The wafer-scale 256-element SiGe BiCMOS SoC phased-array is 42x42 mm2 and combines the 60GHz source, amplifiers, distribution network, phase shifters, voltage controlled amplifiers, and high-efficiency on-chip antennas (16 x 16 elements), allowing record performance for a new generation of high-performance phased arrays for the 60GHz band (56-65GHz).

Such an advancement better serves the needs of the greater than $500M emerging market of 5G 60GHz base-stations with beamforming capabilities and Gbps data rates. The antennas are integrated on-chip, which removes the expensive and lossy transitions and distribution network between the phased array and the off-chip antennas.

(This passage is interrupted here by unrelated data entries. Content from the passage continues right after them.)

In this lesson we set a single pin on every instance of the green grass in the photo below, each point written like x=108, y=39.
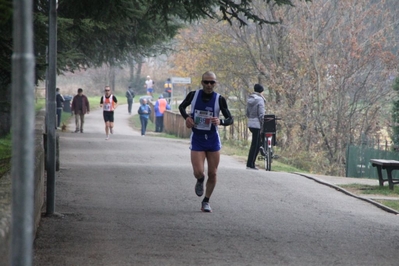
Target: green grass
x=372, y=190
x=359, y=189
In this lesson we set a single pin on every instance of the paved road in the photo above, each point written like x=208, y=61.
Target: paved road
x=130, y=201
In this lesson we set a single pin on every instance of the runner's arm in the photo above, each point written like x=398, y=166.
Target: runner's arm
x=186, y=102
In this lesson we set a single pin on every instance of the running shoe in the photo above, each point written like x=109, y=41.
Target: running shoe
x=199, y=188
x=206, y=207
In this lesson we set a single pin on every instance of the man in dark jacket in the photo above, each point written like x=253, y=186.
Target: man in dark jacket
x=129, y=96
x=80, y=106
x=60, y=104
x=255, y=112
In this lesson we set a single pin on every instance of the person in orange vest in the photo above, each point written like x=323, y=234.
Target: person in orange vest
x=108, y=103
x=168, y=89
x=160, y=107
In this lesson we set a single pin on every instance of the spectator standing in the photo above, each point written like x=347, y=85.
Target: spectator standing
x=149, y=85
x=80, y=106
x=144, y=111
x=160, y=107
x=108, y=103
x=168, y=89
x=130, y=95
x=203, y=120
x=60, y=104
x=255, y=112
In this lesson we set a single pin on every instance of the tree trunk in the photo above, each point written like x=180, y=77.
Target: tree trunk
x=5, y=103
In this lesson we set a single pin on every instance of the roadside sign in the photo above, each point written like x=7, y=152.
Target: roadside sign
x=181, y=80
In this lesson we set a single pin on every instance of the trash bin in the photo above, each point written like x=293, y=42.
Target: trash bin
x=67, y=103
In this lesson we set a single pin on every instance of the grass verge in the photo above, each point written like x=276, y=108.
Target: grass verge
x=374, y=192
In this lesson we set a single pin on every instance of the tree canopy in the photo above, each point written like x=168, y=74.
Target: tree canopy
x=94, y=32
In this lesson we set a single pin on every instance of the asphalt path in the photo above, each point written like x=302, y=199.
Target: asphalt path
x=130, y=201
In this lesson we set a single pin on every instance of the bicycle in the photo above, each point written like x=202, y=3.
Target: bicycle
x=269, y=140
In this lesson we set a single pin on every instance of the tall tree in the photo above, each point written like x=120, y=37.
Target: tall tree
x=94, y=32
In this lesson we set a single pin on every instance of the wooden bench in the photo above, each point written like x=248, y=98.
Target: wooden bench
x=389, y=166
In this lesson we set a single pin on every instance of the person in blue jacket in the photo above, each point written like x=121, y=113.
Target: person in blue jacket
x=144, y=111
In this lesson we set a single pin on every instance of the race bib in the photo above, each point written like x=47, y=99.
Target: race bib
x=202, y=119
x=107, y=107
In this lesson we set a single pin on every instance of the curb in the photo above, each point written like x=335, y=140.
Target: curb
x=379, y=205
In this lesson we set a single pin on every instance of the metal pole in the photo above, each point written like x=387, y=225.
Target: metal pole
x=51, y=108
x=23, y=144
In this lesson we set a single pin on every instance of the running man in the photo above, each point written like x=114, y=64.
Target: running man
x=109, y=103
x=205, y=141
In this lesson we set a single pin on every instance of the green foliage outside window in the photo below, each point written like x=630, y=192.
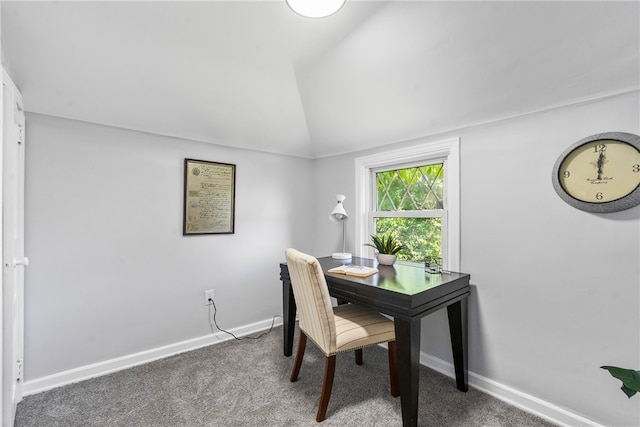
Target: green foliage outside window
x=412, y=189
x=421, y=237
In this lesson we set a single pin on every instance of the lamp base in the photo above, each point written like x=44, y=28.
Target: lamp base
x=341, y=255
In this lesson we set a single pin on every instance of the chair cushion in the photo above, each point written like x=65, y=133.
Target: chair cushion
x=358, y=327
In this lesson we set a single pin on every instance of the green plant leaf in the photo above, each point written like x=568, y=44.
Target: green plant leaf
x=385, y=244
x=629, y=377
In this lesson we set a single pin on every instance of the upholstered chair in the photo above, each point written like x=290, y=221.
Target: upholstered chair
x=334, y=330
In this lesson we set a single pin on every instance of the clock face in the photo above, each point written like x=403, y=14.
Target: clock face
x=600, y=173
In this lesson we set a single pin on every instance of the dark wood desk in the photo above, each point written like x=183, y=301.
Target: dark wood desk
x=408, y=294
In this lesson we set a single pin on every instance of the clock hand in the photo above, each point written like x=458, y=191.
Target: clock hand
x=599, y=164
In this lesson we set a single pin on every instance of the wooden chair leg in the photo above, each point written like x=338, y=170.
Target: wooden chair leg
x=299, y=355
x=393, y=369
x=327, y=384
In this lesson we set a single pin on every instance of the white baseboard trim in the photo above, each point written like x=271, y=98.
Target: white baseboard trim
x=113, y=365
x=526, y=402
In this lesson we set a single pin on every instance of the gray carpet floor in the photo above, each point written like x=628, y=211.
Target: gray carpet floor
x=246, y=383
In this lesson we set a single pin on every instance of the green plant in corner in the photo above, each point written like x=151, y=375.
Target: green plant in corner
x=630, y=379
x=385, y=244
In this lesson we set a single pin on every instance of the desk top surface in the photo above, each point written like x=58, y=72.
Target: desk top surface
x=398, y=278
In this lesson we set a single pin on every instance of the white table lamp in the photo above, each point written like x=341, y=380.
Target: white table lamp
x=340, y=215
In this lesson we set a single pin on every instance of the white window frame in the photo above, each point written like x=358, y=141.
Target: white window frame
x=424, y=152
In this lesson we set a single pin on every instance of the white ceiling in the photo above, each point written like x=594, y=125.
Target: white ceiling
x=254, y=74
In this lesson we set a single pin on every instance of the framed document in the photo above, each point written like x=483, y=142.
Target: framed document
x=209, y=197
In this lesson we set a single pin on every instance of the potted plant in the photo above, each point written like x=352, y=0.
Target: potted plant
x=629, y=377
x=386, y=246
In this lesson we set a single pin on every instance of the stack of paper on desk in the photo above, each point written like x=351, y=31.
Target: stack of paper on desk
x=354, y=270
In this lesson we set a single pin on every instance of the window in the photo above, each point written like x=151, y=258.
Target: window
x=410, y=204
x=414, y=192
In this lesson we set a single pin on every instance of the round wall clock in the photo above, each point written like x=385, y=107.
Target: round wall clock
x=600, y=173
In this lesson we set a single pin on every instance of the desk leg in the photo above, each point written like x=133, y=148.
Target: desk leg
x=408, y=347
x=458, y=325
x=288, y=316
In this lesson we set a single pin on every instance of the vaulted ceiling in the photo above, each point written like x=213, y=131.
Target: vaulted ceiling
x=253, y=74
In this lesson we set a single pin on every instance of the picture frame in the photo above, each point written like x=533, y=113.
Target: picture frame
x=209, y=197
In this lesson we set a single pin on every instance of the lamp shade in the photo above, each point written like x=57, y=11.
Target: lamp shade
x=338, y=213
x=315, y=8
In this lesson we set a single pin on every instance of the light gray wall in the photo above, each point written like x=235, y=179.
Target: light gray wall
x=555, y=290
x=111, y=273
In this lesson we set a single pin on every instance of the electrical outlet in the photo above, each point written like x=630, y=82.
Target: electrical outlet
x=208, y=294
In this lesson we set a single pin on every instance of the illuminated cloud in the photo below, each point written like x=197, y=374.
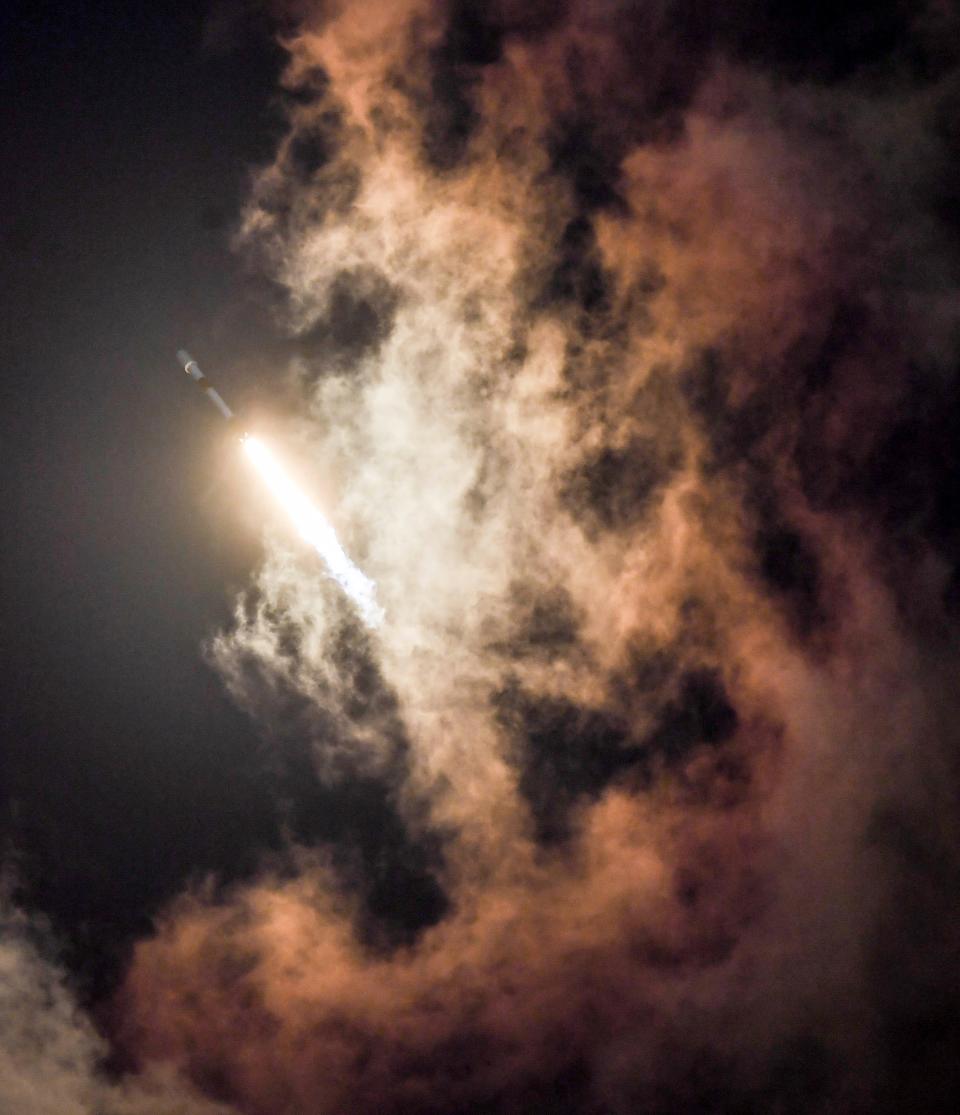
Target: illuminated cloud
x=627, y=342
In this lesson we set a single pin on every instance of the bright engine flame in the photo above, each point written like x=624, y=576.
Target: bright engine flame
x=313, y=527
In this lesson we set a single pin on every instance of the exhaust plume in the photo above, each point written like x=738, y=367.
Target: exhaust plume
x=629, y=332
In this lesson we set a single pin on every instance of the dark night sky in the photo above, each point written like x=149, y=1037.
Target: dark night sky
x=623, y=340
x=128, y=141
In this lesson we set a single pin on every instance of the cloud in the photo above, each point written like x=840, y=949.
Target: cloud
x=628, y=352
x=51, y=1057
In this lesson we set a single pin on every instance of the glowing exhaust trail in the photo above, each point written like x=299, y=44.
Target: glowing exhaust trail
x=314, y=529
x=309, y=521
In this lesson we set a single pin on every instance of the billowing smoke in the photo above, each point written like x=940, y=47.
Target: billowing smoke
x=51, y=1057
x=627, y=337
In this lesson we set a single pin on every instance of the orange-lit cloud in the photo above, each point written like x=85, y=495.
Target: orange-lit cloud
x=609, y=333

This wafer-scale phased array with 256 radiating elements, together with all the necessary CMOS control circuits such as dual SPI control (serial parallel interface), is capable of electronic beam scanning to +/-50 degrees in all planes - the most of any mm-wave phased-array antenna to date. A measured EIRP (equivalent isotropically radiated power) of 45dBm at 60GHz was achieved from the wafer-scale array at an operating temperature of 95-100degC, congruent with basestation temperatures, and within the FCC's EIRP power limits for 60GHz band. The architecture could be scaled to 512 (16x32) or 1024 (32x32) elements due to on-chip antenna integration and the wafer-scale integration of multiple reticles on a single chip.